First of all, I apologize for not posting sooner. Life kind of got away from me. I have been down with a cold turned bronchitis and spending time with Violet. Also, this has been a very difficult and emotional piece to write.
Last Saturday we took Violet to the vet. She had a lump in her throat that seemed to be growing, was not eating and had other symptoms that concerned us.
We were quite worried on the half hour drive to the vet. Violet is 13 years old and has several health conditions. We know she won’t live forever, but we also want to make sure she isn’t suffering.
The appointment showed that all of her lymph nodes are swollen and sore. The vet alluded to the fact this is not good and may very well be cancer. He took some samples and on Monday called to say that it is indeed stage-3 lymphoma. He discussed what can be done and that we wouldn’t know how long she has without further testing.
Hubby and I discussed the options, including giving her prednisone which might slow things down a little. I have taken prednisone for asthma and hated the way it made me feel. Also, it would mean taking her off one of her more effective pain medications. We came to the conclusion that she has had a long and wonderful life and just wants to be in the dog park. It is much better to give her quality of life over quantity.
So, what has this taught me?
- I am keeping my emotions in check for Violet. Dogs are very intuitive and she especially reads me like a book. This has helped my usually emotional self, keep calm and positive.
- I am quicker to acknowledge that she wants to go out, even if it isn’t to do her business but to just be out. This alludes to putting someone else’s needs first before mine and makes me feel better, as well as her of course.
- It has also made me take more time on our walks – letting her sniff more, go slower and stop to talk to someone we know. This morning I realized how much happier it makes her and I feel good as well, not pulling her to “get it done”.
- Through my years of depression, bipolar and being bullied, I found it hard to become emotionally attached to anyone or anything. It was mostly a wall of protection from getting hurt. In the last decade or so, I have found it easier to break down those barriers. Violet just slammed through them from the minute she was put in my arms at 8 weeks old (even faster than my dear sweet Hubby).
- When people or animals in my life died, I found it hard to grieve, at least outwardly. And when I have known that they will die, it was like I separated myself from them right then. I almost did that with Violet but when I gazed into those beautiful eyes I melted. Like in point No. 1, I am staying positive for her.
- Vi knows something is wrong but it doesn’t seem to phase her. She sleeps more and eats less but mostly she takes things in stride. She knows we will look after her and there is no reason for her to be upset or even act sick. This is big. When you have one or more chronic illnesses it can be very hard to look past that. But, when we just stop and smell the fresh air and not worry about what is ahead, we are a lot happier!
- I think the biggest lesson Violet has taught me is that it is okay to love someone and it is ok to lose them and to feel that loss. Meghan Trainor’s song (“Like I’m Going To Lose You” with John Legend) and video really capture that feeling. The video features all types of love (including someone with a dog) and depicts the ups and downs of life and love through falling rain.
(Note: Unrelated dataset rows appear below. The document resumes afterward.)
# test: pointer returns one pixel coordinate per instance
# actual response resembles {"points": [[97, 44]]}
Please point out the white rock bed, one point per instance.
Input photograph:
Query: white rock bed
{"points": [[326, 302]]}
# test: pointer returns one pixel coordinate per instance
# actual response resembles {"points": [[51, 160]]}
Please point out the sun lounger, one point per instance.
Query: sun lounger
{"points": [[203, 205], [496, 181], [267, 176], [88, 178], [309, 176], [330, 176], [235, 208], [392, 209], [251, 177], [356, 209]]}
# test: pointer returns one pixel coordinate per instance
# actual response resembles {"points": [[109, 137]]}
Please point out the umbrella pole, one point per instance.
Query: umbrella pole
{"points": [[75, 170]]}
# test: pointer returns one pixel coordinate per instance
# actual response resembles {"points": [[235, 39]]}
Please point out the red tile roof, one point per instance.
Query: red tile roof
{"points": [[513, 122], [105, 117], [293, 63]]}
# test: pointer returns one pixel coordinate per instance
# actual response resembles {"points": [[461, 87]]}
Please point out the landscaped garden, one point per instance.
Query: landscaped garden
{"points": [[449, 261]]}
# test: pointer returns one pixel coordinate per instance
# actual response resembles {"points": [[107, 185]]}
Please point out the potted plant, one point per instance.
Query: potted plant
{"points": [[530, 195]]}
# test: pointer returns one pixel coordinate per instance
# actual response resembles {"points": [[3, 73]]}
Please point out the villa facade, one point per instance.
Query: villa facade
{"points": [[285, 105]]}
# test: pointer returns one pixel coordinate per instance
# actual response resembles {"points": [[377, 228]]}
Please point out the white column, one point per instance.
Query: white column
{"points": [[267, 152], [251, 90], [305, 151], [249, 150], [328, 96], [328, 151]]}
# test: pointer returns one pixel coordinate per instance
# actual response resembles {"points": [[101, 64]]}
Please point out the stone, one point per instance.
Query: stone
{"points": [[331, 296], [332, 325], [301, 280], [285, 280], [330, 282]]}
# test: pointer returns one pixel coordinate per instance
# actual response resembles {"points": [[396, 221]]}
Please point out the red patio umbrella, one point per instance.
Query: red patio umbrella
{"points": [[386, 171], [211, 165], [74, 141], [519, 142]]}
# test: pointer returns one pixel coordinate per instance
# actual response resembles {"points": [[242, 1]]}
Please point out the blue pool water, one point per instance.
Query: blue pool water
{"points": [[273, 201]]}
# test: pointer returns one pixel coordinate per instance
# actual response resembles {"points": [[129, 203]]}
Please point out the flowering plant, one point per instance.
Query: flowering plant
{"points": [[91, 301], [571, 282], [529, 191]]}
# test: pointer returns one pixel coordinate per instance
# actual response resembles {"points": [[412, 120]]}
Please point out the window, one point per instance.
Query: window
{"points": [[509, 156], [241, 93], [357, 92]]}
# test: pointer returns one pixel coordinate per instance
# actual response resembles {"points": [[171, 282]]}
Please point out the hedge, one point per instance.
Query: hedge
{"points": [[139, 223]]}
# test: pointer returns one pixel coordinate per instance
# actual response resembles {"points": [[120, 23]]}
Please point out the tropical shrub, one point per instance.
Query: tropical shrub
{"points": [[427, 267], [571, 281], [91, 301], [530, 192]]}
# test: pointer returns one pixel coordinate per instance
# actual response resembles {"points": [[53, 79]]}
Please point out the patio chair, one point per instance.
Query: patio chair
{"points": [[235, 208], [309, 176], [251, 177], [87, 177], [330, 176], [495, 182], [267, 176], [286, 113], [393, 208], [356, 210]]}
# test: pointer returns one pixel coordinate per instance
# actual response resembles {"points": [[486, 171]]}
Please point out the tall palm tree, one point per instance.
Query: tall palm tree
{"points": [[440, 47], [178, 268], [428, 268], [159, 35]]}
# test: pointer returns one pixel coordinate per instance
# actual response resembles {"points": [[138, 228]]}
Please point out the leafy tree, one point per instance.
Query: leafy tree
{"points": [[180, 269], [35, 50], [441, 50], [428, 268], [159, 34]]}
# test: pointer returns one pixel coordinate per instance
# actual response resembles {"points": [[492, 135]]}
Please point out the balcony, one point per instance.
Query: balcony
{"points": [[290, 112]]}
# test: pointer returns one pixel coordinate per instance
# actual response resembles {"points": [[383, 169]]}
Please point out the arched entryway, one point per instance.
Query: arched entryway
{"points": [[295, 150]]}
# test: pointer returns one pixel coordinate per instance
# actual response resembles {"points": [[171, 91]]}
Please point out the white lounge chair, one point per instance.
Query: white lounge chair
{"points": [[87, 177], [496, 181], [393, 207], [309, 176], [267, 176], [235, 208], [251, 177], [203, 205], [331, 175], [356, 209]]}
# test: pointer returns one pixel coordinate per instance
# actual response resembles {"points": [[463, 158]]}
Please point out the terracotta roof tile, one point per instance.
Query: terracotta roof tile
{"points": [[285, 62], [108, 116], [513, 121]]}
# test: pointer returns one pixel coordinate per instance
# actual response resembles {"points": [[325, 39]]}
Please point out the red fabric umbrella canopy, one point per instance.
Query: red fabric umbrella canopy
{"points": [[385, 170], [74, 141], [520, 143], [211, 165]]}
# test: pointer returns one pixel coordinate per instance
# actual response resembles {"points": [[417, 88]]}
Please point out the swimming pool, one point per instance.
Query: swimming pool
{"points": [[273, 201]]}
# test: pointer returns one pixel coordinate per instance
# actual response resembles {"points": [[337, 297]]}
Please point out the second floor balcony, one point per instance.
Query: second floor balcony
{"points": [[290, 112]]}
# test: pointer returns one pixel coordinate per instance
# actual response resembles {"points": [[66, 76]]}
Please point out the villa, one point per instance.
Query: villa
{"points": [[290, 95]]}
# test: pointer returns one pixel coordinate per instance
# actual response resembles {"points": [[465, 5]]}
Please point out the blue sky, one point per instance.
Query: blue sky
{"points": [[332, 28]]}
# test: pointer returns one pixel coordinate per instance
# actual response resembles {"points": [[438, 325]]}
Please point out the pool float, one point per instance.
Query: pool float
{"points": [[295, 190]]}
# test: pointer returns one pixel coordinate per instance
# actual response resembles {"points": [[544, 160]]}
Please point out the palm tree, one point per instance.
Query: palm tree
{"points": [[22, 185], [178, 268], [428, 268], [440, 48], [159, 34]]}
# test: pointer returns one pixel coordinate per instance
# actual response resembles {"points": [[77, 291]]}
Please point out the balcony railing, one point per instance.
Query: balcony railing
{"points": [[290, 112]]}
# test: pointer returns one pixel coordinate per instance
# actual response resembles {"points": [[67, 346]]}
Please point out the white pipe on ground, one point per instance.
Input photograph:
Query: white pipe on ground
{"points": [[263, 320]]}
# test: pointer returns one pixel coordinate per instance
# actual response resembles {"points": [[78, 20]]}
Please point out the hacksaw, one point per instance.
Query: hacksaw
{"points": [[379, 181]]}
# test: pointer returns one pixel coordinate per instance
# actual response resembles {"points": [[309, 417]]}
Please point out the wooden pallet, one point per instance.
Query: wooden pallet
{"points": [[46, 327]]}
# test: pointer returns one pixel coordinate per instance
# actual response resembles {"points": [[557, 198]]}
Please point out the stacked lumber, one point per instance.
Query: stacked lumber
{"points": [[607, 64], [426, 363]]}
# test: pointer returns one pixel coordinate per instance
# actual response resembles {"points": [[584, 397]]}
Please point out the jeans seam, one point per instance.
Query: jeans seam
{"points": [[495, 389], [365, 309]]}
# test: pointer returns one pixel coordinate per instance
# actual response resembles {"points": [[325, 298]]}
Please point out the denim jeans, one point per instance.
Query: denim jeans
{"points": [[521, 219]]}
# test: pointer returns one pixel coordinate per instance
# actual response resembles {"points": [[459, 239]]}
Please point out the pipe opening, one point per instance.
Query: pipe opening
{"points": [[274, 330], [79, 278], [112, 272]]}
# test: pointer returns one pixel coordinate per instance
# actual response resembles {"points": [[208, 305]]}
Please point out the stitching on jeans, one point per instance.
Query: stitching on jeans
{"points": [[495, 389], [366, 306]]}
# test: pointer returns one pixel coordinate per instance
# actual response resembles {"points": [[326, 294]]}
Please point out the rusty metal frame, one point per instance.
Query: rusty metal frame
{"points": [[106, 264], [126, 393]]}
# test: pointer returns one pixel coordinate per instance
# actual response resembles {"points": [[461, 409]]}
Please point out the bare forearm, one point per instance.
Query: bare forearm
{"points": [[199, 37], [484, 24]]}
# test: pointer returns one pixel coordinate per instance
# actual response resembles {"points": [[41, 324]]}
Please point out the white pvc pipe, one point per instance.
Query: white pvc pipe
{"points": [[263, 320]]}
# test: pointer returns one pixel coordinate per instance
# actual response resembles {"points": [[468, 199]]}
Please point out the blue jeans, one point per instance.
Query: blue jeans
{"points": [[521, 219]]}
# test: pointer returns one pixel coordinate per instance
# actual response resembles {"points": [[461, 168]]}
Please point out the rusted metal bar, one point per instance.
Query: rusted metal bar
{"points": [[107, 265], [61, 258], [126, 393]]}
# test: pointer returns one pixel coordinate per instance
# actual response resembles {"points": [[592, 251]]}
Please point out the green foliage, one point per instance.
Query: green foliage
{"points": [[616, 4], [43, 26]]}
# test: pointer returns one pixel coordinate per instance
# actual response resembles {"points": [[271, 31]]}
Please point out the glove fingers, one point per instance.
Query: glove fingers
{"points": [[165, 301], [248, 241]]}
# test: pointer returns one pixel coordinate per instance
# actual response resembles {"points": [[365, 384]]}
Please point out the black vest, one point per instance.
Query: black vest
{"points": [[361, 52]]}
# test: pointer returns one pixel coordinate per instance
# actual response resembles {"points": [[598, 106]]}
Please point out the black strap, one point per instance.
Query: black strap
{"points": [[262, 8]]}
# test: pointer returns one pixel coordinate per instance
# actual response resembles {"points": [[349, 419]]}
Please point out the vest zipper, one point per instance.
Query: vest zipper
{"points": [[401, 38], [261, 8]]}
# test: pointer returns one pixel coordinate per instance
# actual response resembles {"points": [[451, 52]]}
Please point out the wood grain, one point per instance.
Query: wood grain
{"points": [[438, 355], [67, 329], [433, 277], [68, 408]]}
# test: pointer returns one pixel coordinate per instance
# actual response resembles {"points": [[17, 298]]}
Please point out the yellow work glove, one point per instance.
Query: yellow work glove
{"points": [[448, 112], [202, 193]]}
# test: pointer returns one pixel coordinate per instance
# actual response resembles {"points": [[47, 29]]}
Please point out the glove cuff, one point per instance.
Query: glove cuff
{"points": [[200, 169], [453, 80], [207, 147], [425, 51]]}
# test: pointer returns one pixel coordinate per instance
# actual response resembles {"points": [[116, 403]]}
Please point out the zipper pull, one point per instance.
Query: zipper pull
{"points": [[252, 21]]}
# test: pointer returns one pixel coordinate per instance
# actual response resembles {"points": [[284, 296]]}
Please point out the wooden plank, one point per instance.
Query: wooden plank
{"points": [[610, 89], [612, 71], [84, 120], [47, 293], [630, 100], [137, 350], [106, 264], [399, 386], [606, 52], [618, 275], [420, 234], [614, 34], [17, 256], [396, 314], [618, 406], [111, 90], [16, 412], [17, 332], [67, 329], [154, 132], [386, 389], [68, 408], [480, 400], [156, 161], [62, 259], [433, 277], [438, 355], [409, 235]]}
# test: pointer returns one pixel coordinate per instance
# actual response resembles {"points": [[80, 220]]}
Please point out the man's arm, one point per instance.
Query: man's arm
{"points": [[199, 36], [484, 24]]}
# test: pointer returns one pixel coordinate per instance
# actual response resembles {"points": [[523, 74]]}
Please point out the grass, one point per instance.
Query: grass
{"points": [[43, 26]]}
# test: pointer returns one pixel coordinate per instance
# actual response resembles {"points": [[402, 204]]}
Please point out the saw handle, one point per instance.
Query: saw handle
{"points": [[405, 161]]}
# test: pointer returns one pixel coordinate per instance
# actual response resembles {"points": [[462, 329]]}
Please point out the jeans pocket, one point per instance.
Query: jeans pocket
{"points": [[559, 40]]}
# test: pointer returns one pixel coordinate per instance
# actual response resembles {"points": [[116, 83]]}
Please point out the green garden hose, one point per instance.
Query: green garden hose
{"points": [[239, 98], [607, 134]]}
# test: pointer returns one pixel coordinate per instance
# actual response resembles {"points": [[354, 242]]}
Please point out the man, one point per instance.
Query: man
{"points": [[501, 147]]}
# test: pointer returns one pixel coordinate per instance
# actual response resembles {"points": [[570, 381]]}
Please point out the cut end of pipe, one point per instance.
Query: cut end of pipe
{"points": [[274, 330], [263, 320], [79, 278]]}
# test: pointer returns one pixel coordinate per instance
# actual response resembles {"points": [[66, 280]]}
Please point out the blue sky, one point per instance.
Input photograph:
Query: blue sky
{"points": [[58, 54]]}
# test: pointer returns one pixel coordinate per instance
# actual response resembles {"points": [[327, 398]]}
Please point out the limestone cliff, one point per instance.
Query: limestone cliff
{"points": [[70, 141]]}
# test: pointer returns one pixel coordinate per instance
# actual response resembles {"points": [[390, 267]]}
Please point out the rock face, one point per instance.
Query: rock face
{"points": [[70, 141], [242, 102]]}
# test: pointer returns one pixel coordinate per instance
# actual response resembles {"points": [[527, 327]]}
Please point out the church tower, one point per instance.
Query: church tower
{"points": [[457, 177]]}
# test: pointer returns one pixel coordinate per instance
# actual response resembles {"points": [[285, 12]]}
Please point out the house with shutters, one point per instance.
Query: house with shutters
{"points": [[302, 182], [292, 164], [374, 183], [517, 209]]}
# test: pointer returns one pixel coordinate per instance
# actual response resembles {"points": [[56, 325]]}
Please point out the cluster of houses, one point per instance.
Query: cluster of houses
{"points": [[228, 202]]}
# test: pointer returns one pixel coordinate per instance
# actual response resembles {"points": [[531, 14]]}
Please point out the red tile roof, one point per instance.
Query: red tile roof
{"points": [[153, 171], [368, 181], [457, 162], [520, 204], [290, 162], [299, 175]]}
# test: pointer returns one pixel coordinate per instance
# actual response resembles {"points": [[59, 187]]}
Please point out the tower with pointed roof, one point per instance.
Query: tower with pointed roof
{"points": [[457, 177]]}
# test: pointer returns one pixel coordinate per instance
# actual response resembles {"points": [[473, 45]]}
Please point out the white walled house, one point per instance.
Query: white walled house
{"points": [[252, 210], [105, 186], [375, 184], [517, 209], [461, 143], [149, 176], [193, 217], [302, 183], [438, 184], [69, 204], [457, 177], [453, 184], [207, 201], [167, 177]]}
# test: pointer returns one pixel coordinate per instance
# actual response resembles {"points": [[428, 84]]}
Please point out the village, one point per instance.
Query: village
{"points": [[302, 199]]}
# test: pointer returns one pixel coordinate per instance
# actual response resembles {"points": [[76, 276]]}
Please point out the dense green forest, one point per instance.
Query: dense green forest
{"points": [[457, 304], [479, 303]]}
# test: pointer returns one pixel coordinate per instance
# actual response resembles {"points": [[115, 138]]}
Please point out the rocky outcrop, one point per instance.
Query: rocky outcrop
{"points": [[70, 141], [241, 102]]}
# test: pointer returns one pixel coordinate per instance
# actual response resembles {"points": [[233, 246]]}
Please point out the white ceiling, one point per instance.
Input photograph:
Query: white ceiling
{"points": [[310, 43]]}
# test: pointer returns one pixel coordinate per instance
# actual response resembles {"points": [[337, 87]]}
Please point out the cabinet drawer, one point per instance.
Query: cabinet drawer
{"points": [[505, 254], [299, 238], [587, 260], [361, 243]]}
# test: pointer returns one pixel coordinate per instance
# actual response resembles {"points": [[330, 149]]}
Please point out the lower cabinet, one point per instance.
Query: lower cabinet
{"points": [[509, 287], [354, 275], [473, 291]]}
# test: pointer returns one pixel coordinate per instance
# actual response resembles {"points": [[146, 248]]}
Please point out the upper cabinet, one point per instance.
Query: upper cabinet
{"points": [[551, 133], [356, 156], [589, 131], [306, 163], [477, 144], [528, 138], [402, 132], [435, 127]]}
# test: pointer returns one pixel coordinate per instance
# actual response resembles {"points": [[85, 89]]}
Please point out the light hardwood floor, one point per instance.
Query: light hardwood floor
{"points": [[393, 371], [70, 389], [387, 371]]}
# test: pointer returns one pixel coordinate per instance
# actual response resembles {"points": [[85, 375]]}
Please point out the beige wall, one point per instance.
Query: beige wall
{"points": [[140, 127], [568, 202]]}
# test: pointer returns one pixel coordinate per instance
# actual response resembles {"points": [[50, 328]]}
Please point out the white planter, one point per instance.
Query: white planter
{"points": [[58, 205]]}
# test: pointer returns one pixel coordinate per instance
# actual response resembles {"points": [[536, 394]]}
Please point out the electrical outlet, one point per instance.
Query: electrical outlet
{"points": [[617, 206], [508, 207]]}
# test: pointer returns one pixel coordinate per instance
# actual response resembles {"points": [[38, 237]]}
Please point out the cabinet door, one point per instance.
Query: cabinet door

So, for the next “however long” I am going to love my Violet with my heart and my soul. She has made my chronic life so much easier to bear and I am going to do whatever I can to make the rest of her life, however long or short that is, the best it can be.
And I am going to love myself – the real self, not the sick self – with the same passion as that beloved mutt has for me. I think we can learn so much about ourselves through our animals.
PS She just started to whine, telling me it is time for our 4 pm park trip (it is 3:49). So I had better get going!